IBM Granite 3.0 Models Point The Way To Enterprise AI At Scale

by · Forbes
IBM's new Granite 3.0 AI models reflect its particular approach to enterprise AI for itself and its ... [+] customers, drawing on the diversity of the IBM technology portfolio and the strength of IBM Consulting.getty

IBM is doing something different in enterprise AI. The company is making a full-stack play that builds on the twin pillars of its corporate strategy since 2020—AI and hybrid cloud—and that draws on Big Blue’s strengths across its portfolio.

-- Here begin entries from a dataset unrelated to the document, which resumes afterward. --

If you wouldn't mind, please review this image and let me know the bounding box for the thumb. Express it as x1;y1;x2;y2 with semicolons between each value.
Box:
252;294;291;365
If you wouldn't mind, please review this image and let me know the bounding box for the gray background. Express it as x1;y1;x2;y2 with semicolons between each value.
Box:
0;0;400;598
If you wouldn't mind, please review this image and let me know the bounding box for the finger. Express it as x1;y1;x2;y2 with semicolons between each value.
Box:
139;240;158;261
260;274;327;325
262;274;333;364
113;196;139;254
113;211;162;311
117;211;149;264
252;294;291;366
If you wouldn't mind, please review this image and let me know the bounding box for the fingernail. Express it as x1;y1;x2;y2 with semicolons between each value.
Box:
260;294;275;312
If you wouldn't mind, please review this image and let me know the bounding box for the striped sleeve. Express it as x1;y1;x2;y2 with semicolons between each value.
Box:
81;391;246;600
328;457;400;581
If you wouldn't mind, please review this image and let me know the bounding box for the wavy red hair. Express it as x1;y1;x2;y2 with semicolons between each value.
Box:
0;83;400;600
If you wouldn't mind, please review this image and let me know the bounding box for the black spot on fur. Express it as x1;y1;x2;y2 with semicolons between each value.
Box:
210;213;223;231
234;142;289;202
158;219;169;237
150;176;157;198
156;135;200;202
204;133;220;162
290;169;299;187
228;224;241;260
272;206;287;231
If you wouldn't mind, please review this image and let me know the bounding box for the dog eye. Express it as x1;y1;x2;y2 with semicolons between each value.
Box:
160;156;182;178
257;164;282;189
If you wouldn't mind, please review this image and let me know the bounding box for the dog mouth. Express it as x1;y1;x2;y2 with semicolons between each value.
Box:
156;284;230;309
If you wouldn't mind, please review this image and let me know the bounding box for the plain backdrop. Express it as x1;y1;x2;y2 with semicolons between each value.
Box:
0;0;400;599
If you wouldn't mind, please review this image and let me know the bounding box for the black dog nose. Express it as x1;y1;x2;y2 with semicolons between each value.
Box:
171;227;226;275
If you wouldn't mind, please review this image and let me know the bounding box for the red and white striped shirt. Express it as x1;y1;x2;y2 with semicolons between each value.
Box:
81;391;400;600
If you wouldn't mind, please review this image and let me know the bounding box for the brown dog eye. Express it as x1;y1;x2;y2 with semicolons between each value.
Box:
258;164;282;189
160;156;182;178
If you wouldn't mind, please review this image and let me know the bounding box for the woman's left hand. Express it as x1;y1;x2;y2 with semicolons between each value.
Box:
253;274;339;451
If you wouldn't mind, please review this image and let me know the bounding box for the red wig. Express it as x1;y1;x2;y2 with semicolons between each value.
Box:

More importantly, its approach bucks the general trend of doing primarily AI proofs-of-concept, focusing instead on solving for very specific business use cases and doing it much more efficiently. It achieves this by leveraging fit-for-purpose AI foundation models built and tuned on in-house enterprise data rather than giant LLMs based on all the public data in the world.

Over the past couple of weeks, IBM has announced new Granite 3.0 foundation models, which are fundamental to this strategy, and hosted a big analyst event in New York to explain in more detail what it’s doing and how well it’s working—in the field, for real-life use cases, delivering actual measurable results. I’ve also had one-on-one conversations with IBM executives to hone my understanding of what they’re doing. Think of this as building on the year-in-review of IBM’s AI strategy that I wrote in early 2024. Let’s dig in.

Balancing Efficiency And Performance With Granite 3.0 Models

Let’s start with the Granite 3.0 models, which are foundation models in the technical sense as well as foundational to IBM’s market approach. My colleague Paul Smith-Goodson has already written a more technical overview of the new models and their (excellent) performance on benchmarks; here I want to emphasize the business implications.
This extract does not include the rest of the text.